MarylandMonday, June 22, 2015, 11:00 Hrs  [IST]

The Food and Drug Administration (FDA) allowed marketing of a new device that when used along with other assistive devices, like a cane or guide dog, can help orient people who are blind by helping them process visual images with their tongues.

The BrainPort V100 is a battery-powered device that includes a video camera mounted on a pair of glasses and a small, flat intra-oral device containing a series of electrodes that the user holds against their tongue. Software converts the image captured by the video camera in to electrical signals that are then sent to the intra-oral device and perceived as vibrations or tingling on the user’s tongue. With training and experience, the user learns to interpret the signals to determine the location, position, size, and shape of objects, and to determine if objects are moving or stationary.   

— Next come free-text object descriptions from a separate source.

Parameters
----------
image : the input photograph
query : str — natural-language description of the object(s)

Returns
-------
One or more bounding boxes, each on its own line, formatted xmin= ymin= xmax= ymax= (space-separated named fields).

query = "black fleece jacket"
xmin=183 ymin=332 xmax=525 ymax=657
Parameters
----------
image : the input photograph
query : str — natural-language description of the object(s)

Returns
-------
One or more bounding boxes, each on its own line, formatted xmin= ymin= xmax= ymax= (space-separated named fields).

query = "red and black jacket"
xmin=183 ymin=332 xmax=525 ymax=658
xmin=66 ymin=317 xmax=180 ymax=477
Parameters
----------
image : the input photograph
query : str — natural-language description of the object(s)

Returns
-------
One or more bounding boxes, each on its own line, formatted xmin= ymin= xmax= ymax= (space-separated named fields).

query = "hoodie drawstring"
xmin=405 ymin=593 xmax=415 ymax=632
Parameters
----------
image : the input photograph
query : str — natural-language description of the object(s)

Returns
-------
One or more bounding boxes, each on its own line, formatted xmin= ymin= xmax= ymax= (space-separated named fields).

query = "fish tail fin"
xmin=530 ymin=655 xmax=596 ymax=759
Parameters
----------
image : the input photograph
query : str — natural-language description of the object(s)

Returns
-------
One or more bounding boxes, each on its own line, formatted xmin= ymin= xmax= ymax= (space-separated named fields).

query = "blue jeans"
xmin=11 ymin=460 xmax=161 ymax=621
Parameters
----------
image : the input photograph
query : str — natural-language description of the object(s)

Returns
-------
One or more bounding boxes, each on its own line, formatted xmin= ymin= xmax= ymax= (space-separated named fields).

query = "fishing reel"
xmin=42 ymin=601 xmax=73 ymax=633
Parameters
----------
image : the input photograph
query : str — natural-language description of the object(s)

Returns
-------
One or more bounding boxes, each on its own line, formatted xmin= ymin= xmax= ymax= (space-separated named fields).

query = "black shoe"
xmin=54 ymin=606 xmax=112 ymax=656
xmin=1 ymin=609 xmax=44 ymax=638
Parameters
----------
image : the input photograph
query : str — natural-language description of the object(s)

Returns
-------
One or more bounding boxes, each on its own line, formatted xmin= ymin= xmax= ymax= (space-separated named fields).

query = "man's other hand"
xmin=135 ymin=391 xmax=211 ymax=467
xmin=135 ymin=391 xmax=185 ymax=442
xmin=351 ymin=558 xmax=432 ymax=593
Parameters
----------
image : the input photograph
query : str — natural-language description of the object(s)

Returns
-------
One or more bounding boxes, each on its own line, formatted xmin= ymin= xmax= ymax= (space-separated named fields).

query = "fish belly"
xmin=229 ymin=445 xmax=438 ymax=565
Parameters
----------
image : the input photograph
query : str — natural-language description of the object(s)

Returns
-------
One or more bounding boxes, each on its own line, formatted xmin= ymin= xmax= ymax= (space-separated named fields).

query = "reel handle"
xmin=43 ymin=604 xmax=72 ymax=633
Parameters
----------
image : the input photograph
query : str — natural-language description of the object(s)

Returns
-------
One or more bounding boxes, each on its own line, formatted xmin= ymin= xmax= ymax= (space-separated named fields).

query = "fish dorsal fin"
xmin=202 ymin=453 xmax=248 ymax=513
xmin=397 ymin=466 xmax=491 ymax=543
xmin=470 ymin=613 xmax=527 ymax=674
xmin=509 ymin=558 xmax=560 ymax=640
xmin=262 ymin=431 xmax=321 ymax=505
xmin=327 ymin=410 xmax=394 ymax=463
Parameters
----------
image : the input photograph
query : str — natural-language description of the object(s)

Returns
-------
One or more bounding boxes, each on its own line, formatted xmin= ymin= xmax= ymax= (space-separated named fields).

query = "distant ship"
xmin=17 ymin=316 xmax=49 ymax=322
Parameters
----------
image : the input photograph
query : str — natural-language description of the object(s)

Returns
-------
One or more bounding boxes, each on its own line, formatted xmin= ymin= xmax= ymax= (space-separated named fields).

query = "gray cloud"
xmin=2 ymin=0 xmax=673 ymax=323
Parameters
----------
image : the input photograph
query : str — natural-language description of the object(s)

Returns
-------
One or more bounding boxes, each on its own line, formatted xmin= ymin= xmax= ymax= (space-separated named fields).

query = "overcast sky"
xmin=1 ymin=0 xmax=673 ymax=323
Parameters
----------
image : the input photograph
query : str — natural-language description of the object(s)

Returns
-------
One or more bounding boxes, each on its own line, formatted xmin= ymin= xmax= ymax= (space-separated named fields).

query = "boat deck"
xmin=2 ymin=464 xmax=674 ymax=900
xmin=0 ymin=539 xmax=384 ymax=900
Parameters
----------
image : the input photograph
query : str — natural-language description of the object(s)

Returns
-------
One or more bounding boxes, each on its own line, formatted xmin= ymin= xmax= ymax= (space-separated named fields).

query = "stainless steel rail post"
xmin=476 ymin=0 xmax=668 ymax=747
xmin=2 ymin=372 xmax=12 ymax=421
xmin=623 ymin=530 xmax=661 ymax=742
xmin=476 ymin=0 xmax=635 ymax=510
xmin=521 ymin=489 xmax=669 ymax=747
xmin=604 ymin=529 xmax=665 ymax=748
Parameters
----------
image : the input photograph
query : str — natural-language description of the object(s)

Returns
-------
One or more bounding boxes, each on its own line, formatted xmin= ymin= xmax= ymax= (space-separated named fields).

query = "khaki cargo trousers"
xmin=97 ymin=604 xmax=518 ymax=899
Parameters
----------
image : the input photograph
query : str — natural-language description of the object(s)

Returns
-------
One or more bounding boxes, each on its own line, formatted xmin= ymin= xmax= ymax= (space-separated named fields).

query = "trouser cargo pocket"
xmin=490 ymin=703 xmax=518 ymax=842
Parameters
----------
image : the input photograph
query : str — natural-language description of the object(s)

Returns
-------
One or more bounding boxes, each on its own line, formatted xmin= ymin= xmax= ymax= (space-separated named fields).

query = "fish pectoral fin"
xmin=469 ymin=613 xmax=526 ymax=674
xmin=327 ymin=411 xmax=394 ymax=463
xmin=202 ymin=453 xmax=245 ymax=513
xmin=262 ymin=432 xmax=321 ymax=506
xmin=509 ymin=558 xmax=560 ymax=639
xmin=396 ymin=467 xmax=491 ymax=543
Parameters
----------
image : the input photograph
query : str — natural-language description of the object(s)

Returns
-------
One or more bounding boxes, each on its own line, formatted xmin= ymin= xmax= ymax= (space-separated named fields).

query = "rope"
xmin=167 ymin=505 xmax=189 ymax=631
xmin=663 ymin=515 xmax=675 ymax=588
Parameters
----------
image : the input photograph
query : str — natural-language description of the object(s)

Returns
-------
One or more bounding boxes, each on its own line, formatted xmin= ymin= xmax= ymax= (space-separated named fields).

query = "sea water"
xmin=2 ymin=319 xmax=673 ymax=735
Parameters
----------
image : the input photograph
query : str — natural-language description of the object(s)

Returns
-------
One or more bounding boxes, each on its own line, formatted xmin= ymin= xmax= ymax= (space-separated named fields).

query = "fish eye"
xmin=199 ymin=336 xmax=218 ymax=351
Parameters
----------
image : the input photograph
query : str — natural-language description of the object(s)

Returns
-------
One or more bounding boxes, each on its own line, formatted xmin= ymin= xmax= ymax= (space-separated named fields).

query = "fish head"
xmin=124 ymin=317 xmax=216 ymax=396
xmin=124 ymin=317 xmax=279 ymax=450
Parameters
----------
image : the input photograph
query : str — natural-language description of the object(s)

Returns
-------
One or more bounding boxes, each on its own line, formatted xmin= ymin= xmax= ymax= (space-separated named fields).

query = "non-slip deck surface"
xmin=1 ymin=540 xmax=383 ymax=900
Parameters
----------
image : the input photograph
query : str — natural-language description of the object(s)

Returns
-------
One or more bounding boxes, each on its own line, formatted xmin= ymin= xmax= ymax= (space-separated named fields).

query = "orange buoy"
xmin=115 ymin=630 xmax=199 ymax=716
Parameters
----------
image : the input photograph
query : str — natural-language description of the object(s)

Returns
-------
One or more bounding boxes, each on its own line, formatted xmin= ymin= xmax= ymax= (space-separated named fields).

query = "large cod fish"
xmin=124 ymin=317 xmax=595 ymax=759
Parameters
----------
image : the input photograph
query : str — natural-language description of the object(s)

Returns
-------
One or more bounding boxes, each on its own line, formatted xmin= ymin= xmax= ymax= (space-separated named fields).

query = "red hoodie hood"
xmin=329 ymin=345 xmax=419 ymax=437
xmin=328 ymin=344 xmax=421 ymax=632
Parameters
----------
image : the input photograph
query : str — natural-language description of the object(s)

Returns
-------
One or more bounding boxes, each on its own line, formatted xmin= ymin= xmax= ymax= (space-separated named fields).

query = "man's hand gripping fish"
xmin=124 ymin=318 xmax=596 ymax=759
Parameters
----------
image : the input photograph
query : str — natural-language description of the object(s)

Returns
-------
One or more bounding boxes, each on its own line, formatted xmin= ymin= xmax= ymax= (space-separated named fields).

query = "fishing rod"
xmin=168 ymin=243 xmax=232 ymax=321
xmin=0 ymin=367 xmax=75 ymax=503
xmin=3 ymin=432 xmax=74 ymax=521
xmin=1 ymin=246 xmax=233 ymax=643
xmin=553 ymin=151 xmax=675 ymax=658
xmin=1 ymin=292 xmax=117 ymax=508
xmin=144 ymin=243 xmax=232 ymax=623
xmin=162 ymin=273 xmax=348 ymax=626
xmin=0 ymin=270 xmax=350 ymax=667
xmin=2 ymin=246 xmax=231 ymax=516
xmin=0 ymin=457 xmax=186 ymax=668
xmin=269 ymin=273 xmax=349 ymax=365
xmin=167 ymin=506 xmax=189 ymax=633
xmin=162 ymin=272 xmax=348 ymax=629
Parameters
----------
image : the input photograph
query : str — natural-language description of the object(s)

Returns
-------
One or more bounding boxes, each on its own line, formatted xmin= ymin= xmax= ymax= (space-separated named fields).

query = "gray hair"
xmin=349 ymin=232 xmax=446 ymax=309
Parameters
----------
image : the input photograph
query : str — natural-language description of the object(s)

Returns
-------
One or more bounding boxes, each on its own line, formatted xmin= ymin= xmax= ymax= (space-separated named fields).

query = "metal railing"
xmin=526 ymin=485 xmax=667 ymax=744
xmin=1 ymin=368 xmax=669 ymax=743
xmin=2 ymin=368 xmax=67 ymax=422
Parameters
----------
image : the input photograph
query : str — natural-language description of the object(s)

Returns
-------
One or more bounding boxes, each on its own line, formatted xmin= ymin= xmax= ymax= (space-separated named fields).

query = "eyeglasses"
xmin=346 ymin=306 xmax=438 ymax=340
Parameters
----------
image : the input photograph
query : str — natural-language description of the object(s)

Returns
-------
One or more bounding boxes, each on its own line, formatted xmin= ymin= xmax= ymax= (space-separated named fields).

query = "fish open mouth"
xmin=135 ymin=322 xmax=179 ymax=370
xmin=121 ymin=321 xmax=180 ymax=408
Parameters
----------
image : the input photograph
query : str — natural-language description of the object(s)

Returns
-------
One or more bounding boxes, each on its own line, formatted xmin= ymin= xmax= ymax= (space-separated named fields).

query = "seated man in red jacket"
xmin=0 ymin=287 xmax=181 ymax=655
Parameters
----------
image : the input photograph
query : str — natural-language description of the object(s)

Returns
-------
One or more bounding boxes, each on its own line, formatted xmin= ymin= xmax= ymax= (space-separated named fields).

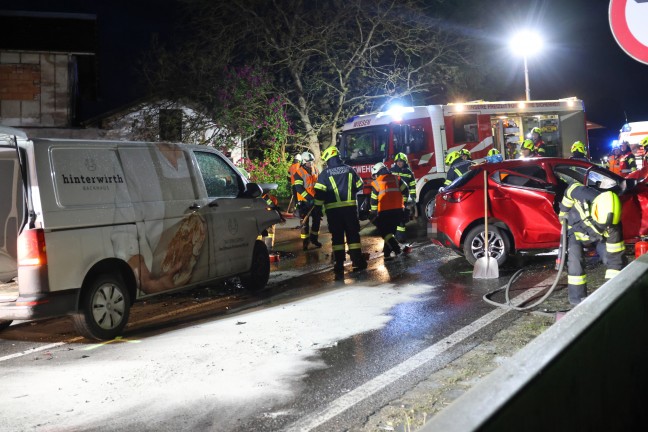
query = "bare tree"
xmin=144 ymin=0 xmax=472 ymax=159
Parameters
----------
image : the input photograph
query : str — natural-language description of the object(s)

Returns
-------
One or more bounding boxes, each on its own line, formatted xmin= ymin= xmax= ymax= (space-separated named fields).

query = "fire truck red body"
xmin=338 ymin=98 xmax=588 ymax=218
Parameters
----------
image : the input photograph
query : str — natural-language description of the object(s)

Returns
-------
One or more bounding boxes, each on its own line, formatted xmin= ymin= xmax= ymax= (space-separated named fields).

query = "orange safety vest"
xmin=295 ymin=166 xmax=318 ymax=200
xmin=371 ymin=174 xmax=404 ymax=212
xmin=608 ymin=155 xmax=622 ymax=175
xmin=288 ymin=162 xmax=301 ymax=185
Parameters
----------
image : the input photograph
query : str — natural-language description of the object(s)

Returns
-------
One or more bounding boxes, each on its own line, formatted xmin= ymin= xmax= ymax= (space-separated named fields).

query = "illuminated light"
xmin=17 ymin=228 xmax=47 ymax=266
xmin=16 ymin=299 xmax=50 ymax=307
xmin=377 ymin=104 xmax=415 ymax=122
xmin=611 ymin=139 xmax=619 ymax=148
xmin=454 ymin=104 xmax=465 ymax=112
xmin=518 ymin=102 xmax=526 ymax=109
xmin=498 ymin=116 xmax=508 ymax=119
xmin=566 ymin=100 xmax=575 ymax=107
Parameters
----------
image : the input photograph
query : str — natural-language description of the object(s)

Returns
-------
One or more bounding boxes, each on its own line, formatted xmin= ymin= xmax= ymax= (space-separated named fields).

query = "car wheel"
xmin=72 ymin=274 xmax=131 ymax=341
xmin=463 ymin=224 xmax=510 ymax=266
xmin=421 ymin=189 xmax=438 ymax=221
xmin=240 ymin=240 xmax=270 ymax=292
xmin=0 ymin=320 xmax=12 ymax=331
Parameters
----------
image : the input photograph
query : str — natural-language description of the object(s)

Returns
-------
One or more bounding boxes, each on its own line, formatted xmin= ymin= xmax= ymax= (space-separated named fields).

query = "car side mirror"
xmin=243 ymin=182 xmax=263 ymax=198
xmin=258 ymin=183 xmax=278 ymax=193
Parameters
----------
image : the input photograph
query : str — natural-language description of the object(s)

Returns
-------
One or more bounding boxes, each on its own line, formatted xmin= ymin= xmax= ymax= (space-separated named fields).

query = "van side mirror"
xmin=243 ymin=182 xmax=263 ymax=198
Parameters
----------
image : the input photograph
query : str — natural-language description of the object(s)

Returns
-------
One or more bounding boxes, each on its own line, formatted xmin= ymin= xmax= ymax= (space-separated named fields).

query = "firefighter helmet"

BrainPort is manufactured by Wicab, Inc., an ISO 9001-2008 and ISO 13485-2003 certified medical device company based in Middleton, Wisconsin, United States.

“Medical device innovations like this have the potential to help millions of people,” said William Maisel, M.D., M.P.H., deputy director for science and chief scientist in the FDA’s Center for Devices and Radiological Health. “It is important we continue advancing device technology to help blind Americans live better, more independent lives.”

According to the National Institutes of Health’s National Eye Institute (NEI), in 2010 more than 1.2 million people in the United States were blind. NEI projects that number of Americans who are blind will rise to 2.1 million by 2030 and 4.1 million by 2050.

The FDA reviewed the data for the BrainPortV100 through the de novo premarket review pathway, a regulatory pathway for some low- to moderate-risk medical devices that are not substantially equivalent to an already legally-marketed device.

Clinical data supporting the safety and effectiveness of the BrainPort V100 included several assessments, such as object recognition and word identification, as well as oral health exams to determine risks associated with holding the intra-oral device in the mouth. Studies showed that 69 percent of the 74 subjects who completed one year of training with the device were successful at the object recognition test. Some patients reported burning, stinging or metallic taste associated with the intra-oral device. There were no serious device-related adverse events.